Nel 1975 fu l'arch. Giancarlo De Carlo incaricato del piano particolareggiato della città a produrre un discusso progetto di intervento al Borgo S.Giuliano; noto promotore di un ‘urbanistica partecipata', formulata sull'integrazione centro-periferia, sulla priorità delle funzioni e attività urbane, della viabilità e trasporto pubblico, De Carlo lascia alle spalle tutto ciò che di simbolicamente estetico potesse far leva sull'immaginario, cioè l'idea di un borgo antico e pittoresco nella sua secolare povertà, per promuovere un ammodernamento formulato sul presupposto di più confortevoli abitazioni, dalla tipologia architettonica libera e aperta, mantenendo inalterata l'area e l'impianto del borgo originario, luogo di radicata identità per i suoi abitanti.
Se si osserva la pianta di Rimini redatta nel 1909 dal Fiorentini l'area della sinistra del porto risulta allora completamente libera da fabbricati e abitazioni fatta esclusione della fabbrica di concimi lungo il porto canale. Nel 1927 c'era l'idea di urbanizzare l'area alla sinistra del Porto dopo l'acquisto dei terreni, ma poi il programma residenziale verrà abbandonato. Per ragioni economiche e congiunturali non fu possibile procedere nemmeno al risanamento del vecchio borgo, nonostante le buone intenzioni e l'avvio di una convezione tra Società case Popolari e Comune che aveva avviato i lavori al quartiere Marecchia per poi ridimensionare tutto il progetto.

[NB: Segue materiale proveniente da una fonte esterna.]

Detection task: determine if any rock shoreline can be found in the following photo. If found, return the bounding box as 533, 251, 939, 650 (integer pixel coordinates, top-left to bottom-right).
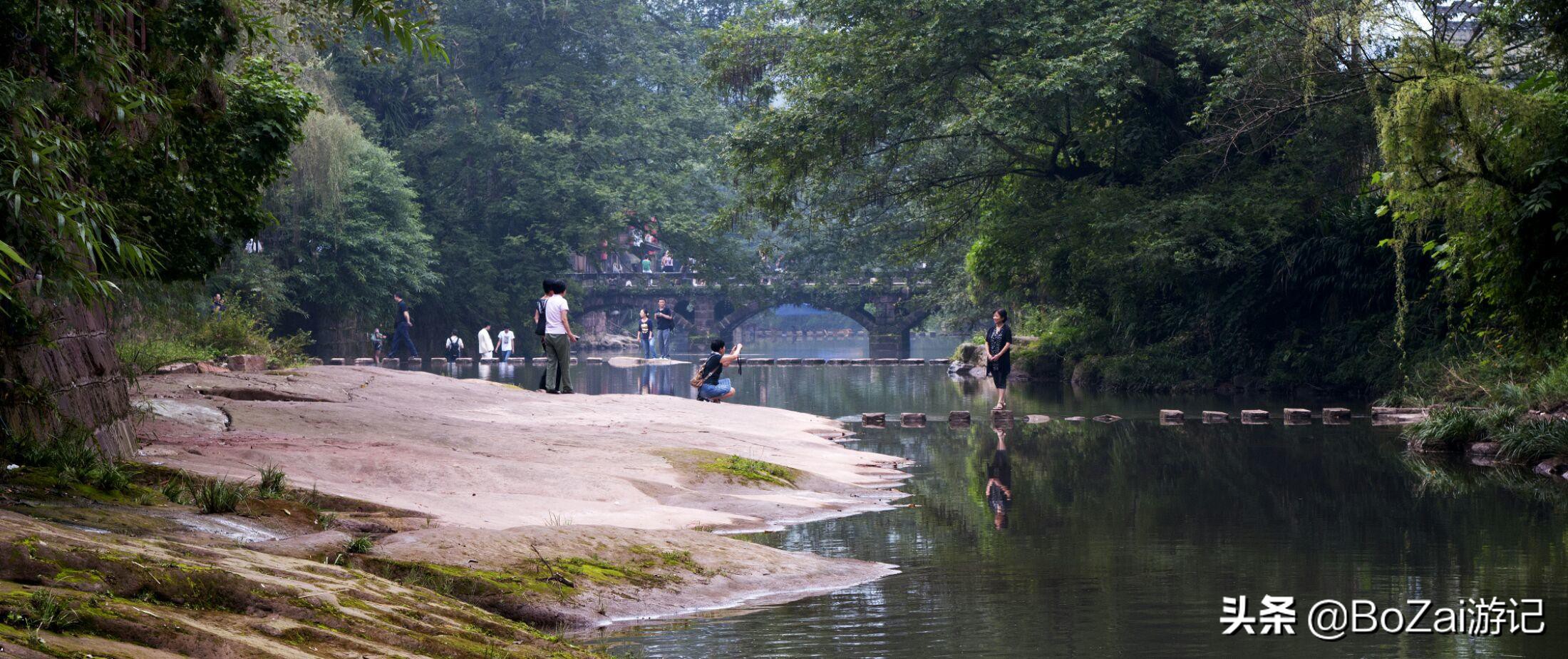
128, 367, 907, 628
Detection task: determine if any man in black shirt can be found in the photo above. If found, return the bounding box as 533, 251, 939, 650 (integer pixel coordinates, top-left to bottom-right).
696, 339, 742, 403
654, 298, 676, 359
387, 293, 418, 359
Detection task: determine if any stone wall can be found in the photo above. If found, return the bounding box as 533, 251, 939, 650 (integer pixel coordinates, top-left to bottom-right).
0, 301, 136, 458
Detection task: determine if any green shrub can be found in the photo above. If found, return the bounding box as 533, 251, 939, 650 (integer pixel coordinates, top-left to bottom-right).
89, 460, 132, 493
1402, 408, 1487, 450
11, 590, 81, 629
115, 336, 213, 375
1492, 419, 1568, 461
191, 479, 249, 515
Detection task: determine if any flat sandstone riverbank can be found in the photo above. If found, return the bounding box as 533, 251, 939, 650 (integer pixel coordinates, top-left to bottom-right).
115, 367, 904, 626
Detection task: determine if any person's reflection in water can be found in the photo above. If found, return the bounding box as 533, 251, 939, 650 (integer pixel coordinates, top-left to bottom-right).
985, 426, 1013, 531
636, 366, 659, 394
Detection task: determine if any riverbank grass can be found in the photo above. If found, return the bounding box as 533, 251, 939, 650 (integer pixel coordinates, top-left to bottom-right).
703, 455, 800, 488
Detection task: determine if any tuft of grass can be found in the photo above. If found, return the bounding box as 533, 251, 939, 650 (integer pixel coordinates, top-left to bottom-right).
191, 479, 249, 515
256, 464, 289, 499
703, 455, 800, 488
89, 460, 132, 493
1492, 419, 1568, 461
9, 588, 81, 635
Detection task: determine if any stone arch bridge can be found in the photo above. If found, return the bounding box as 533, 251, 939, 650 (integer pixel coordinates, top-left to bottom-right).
563, 273, 936, 358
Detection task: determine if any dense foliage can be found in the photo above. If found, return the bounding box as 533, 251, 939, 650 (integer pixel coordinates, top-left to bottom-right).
707, 0, 1563, 389
309, 0, 755, 340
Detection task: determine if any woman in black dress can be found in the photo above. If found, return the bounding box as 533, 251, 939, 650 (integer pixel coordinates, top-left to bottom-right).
985, 309, 1013, 409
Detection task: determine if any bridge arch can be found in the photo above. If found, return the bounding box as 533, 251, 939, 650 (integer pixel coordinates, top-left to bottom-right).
713, 298, 877, 340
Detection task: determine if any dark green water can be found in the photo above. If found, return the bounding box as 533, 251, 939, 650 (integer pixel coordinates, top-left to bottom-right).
448, 345, 1568, 659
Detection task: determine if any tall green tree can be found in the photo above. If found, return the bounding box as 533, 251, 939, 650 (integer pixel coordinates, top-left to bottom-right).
339, 0, 750, 340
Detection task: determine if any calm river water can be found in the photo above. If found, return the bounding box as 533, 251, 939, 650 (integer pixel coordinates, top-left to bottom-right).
445, 339, 1568, 659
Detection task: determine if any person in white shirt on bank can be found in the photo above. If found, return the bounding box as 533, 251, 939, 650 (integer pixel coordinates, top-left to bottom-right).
544, 280, 577, 394
477, 323, 495, 361
495, 325, 517, 362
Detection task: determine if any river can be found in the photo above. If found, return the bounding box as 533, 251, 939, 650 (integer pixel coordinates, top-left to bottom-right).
465, 339, 1568, 659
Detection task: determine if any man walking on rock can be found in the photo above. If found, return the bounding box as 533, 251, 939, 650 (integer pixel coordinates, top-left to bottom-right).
387, 293, 418, 359
544, 280, 577, 394
654, 298, 676, 359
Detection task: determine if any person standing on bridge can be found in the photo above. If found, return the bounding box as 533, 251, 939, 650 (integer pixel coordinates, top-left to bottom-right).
387, 293, 418, 359
985, 309, 1013, 409
654, 298, 676, 359
544, 280, 577, 394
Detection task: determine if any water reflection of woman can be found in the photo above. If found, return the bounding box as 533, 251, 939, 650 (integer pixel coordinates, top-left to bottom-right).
985, 429, 1013, 531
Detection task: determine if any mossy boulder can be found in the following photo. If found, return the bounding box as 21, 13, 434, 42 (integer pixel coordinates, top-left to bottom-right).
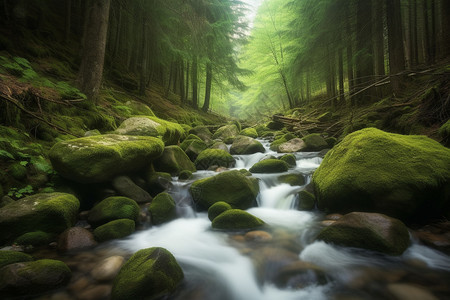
249, 158, 289, 173
148, 193, 177, 225
116, 116, 185, 145
189, 170, 259, 209
195, 149, 236, 170
0, 250, 33, 269
302, 133, 329, 152
312, 128, 450, 222
208, 201, 232, 221
317, 212, 410, 255
230, 135, 266, 154
239, 127, 258, 139
211, 209, 265, 230
94, 219, 136, 242
0, 259, 72, 298
49, 134, 164, 183
153, 146, 196, 176
111, 247, 184, 300
213, 124, 239, 141
88, 196, 140, 227
0, 193, 80, 242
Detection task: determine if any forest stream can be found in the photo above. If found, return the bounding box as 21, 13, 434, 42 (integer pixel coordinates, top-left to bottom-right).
32, 141, 450, 300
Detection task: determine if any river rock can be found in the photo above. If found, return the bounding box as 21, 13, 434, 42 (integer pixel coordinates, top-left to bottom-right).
111, 247, 184, 300
250, 159, 289, 173
0, 259, 72, 297
213, 124, 239, 142
88, 196, 140, 227
58, 227, 97, 252
230, 135, 266, 155
112, 176, 152, 203
189, 170, 259, 209
148, 193, 177, 225
49, 134, 164, 183
211, 209, 265, 230
195, 149, 236, 170
91, 255, 125, 281
0, 193, 80, 243
116, 116, 185, 145
312, 128, 450, 222
278, 138, 306, 153
317, 212, 410, 255
153, 146, 196, 176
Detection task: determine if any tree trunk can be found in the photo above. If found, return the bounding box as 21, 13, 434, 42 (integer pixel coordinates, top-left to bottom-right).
386, 0, 405, 93
202, 63, 212, 112
78, 0, 110, 102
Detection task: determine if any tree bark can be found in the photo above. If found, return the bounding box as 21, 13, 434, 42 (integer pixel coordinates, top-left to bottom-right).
78, 0, 110, 102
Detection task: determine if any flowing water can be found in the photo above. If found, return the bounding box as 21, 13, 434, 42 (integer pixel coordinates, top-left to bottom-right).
38, 141, 450, 300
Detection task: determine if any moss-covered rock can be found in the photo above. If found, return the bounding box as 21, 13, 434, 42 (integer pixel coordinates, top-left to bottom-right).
317, 212, 410, 255
298, 190, 316, 210
250, 158, 289, 173
0, 250, 33, 269
153, 146, 196, 176
213, 124, 239, 141
278, 173, 305, 186
0, 193, 80, 242
0, 259, 72, 298
195, 149, 236, 170
111, 247, 184, 300
280, 154, 297, 167
239, 127, 258, 139
212, 209, 265, 230
148, 193, 177, 225
313, 128, 450, 222
49, 134, 164, 183
94, 219, 136, 242
14, 231, 55, 246
88, 196, 140, 227
189, 170, 259, 209
208, 201, 232, 221
302, 133, 329, 152
230, 135, 266, 154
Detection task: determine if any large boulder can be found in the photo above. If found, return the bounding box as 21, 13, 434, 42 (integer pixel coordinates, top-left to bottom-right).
317, 212, 410, 255
116, 116, 185, 145
153, 146, 196, 176
111, 247, 184, 300
189, 170, 259, 209
0, 259, 72, 299
312, 128, 450, 222
0, 193, 80, 243
49, 134, 164, 183
230, 135, 266, 154
195, 149, 236, 170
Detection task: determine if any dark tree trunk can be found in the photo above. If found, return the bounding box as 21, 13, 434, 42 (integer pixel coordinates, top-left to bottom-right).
78, 0, 110, 101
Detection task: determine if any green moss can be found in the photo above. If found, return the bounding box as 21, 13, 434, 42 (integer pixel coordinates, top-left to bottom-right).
212, 209, 265, 230
94, 219, 135, 242
280, 154, 297, 167
313, 128, 450, 221
208, 201, 232, 221
14, 231, 55, 246
0, 193, 80, 242
88, 196, 140, 226
195, 149, 236, 170
298, 190, 316, 210
278, 173, 305, 186
148, 193, 177, 225
250, 158, 289, 173
239, 127, 258, 139
0, 250, 33, 269
111, 247, 184, 300
189, 170, 259, 209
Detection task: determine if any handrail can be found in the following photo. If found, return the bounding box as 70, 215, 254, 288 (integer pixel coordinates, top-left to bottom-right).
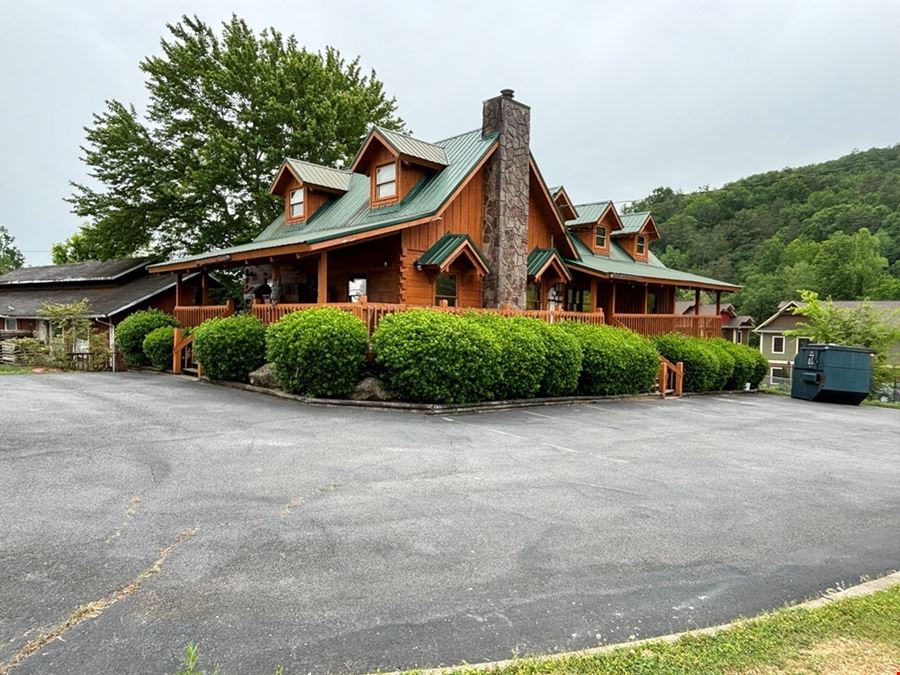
172, 328, 203, 377
251, 296, 605, 334
657, 355, 684, 398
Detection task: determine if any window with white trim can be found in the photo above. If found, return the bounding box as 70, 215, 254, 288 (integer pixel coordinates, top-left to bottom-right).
375, 162, 397, 199
290, 188, 305, 218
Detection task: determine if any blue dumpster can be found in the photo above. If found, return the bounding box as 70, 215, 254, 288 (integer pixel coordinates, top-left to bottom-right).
791, 344, 874, 405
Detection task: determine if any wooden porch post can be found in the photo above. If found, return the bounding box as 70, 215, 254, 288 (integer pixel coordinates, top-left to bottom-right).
609, 281, 616, 319
200, 268, 209, 305
316, 251, 328, 305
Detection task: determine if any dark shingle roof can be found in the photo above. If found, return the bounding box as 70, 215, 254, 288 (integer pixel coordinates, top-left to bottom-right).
0, 274, 183, 318
0, 257, 152, 286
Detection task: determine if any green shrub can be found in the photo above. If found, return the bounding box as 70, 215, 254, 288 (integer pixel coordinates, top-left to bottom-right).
116, 309, 178, 366
534, 319, 584, 396
560, 322, 659, 396
6, 338, 53, 366
464, 312, 547, 399
193, 314, 266, 382
372, 310, 501, 403
144, 326, 175, 370
266, 307, 368, 398
698, 338, 734, 391
653, 333, 721, 391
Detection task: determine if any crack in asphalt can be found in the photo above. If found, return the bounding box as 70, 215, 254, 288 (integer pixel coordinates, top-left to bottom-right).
0, 529, 197, 675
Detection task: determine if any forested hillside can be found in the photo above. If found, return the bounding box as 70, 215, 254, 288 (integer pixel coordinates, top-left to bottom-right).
629, 144, 900, 322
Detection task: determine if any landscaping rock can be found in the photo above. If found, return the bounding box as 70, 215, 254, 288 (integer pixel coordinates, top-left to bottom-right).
250, 363, 280, 389
350, 377, 393, 401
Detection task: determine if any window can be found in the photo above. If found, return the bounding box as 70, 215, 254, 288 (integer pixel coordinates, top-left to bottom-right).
375, 163, 397, 199
291, 188, 304, 218
525, 284, 543, 309
434, 274, 456, 307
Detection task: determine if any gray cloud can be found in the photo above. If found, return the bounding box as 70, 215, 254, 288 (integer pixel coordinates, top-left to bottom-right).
0, 0, 900, 264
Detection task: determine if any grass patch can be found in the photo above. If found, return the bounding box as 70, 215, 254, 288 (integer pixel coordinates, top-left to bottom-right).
0, 363, 31, 375
422, 585, 900, 675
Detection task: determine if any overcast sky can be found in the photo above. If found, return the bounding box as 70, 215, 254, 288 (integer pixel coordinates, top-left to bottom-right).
0, 0, 900, 264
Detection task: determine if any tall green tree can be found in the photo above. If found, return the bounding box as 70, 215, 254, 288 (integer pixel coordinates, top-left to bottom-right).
0, 225, 25, 274
61, 16, 404, 260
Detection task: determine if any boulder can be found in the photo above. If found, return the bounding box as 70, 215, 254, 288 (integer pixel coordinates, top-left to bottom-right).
250, 363, 280, 389
350, 377, 393, 401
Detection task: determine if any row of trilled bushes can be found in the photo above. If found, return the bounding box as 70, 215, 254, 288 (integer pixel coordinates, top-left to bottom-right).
119, 307, 766, 403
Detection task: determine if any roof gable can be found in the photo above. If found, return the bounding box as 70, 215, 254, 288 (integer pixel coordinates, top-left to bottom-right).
350, 127, 449, 171
0, 257, 152, 286
269, 157, 352, 194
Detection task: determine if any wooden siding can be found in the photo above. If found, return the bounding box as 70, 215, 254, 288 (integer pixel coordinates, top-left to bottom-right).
528, 180, 559, 251
400, 169, 484, 307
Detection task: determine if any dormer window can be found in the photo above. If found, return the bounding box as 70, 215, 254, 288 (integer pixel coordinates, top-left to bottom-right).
375, 162, 397, 201
290, 188, 305, 218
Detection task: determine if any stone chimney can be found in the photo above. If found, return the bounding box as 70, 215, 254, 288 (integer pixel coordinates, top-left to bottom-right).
481, 89, 531, 308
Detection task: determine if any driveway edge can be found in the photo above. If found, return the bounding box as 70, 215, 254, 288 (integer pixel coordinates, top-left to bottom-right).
183, 375, 758, 415
392, 571, 900, 675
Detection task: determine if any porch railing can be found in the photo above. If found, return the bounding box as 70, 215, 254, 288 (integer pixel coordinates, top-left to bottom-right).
251, 300, 604, 333
172, 300, 234, 328
611, 312, 722, 338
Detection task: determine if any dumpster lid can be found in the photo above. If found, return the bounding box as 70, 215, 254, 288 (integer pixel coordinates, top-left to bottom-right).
801, 342, 875, 354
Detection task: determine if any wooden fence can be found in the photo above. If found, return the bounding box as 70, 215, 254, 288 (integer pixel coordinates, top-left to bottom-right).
612, 313, 722, 338
251, 298, 604, 334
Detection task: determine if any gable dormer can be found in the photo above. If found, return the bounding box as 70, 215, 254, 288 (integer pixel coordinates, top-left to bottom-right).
613, 211, 659, 262
566, 202, 622, 255
269, 158, 351, 225
550, 185, 578, 220
351, 127, 447, 207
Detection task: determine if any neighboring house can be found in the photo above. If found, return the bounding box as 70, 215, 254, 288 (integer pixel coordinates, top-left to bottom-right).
150, 89, 738, 335
675, 300, 755, 345
753, 300, 900, 377
0, 258, 209, 344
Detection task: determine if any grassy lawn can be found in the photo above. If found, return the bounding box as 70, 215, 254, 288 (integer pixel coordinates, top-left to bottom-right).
430, 585, 900, 675
0, 363, 31, 375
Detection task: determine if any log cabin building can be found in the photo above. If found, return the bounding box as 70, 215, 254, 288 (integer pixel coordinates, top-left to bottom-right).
150, 89, 737, 336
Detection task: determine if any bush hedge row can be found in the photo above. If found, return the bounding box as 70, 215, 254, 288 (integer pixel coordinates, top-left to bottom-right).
266, 307, 368, 398
193, 314, 266, 382
158, 307, 767, 403
116, 309, 179, 366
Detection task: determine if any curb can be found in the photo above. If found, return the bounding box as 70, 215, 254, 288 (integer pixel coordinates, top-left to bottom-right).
183, 375, 757, 415
390, 572, 900, 675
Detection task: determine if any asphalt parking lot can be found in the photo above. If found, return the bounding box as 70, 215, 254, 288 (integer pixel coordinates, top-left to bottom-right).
0, 373, 900, 674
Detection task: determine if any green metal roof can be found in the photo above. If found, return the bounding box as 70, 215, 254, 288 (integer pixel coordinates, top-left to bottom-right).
566, 201, 612, 227
615, 211, 650, 234
150, 129, 497, 265
363, 127, 449, 166
416, 232, 491, 269
286, 157, 353, 192
527, 248, 566, 277
566, 235, 739, 290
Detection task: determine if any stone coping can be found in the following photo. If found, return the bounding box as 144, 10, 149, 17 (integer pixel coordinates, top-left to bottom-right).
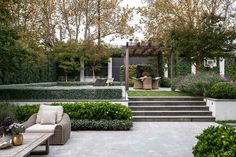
206, 98, 236, 102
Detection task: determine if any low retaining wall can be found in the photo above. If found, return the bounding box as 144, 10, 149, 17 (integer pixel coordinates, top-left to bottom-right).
207, 98, 236, 120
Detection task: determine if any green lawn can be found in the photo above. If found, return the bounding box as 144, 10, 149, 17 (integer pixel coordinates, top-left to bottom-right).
128, 91, 188, 96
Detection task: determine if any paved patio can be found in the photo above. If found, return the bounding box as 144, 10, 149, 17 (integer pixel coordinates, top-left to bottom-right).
32, 122, 217, 157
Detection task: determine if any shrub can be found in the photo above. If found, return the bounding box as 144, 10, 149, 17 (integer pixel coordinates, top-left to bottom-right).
175, 72, 224, 96
208, 82, 236, 99
0, 103, 17, 126
5, 102, 132, 130
71, 119, 133, 130
53, 102, 132, 120
193, 126, 236, 157
0, 85, 122, 100
160, 77, 171, 87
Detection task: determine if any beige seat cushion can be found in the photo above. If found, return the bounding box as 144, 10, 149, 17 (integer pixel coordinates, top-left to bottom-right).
40, 111, 57, 125
36, 105, 63, 123
25, 124, 57, 133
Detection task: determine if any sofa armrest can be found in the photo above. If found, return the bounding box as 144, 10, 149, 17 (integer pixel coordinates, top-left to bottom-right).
51, 113, 71, 144
57, 113, 71, 131
22, 113, 37, 128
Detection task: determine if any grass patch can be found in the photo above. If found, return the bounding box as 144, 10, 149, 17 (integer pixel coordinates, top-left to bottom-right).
128, 91, 188, 96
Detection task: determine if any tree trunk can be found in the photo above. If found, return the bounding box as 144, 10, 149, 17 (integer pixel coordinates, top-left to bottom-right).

E alla Barafonda c'era la malaria
Ci furono casi di malaria, al borgo e alla Barafonda, seppur sporadici, agli inizi del ‘900. Le abitazioni erano giudicate "antigieniche e malsane", ma alla bonifica del sito presto si aggiunsero altri significati, anche politici. S.Giuliano, come gli altri borghi della città, esprimeva un disagio abitativo, cui si aggiungevano come aggravanti le difficili condizioni della viabilità, della rete idrica e fognaria che invano dagli anni dell‘unità continuavano a rimanere problemi irrisolti malgrado le proteste, le proposte e i regolamenti edilizi comunali. Il risanamento del Borgo S.Giuliano fu un'esigenza sentita dalla municipalità con un'urgenza che cresceva in proporzione allo sviluppo della città turistica, al suo decoro e alla redditività dei suoi abitanti e delle imprese economiche.

Così nacque l'Ina Casa
Nel 1953 aprirono i cantieri del "piano Fanfani"

La risposta alla precarie condizioni del borgo di S.Giuliano, alla necessità degli alloggi che la tragica emergenza della guerra aveva reso improcrastinabile, fu la realizzazione da parte di Ina Casa e IACP di Forlì del Quartiere Porto verso l'area della marina. Rientra perciò nel soccorrevole piano di intervento dello Stato nel dopoguerra (L.43 del 1949, noto anche come Piano Fanfani, allora promotore e ministro del Lavoro e della Previdenza sociale) la realizzazione dell'edilizia pubblica su tutto il territorio nazionale.
Le prime case furono costruite a schiera su progetto dell'ing.Manfredini nel 1953 cui si aggiunsero altre tre fabbricati (arch. Bruschi) a tre piani. Nel 1956 si completò l'intervento con altre costruzioni, dalla diversa tipologia, (a torre, a schiera, in linea). Il quartiere tuttoggi si distingue per la presenza di spazi aperti destinati al verde e agli alberi che contornano le abitazioni, di aree cortilizie e piccole piazzette che rispondono ad un principio civico e aggregativo del vivere urbano.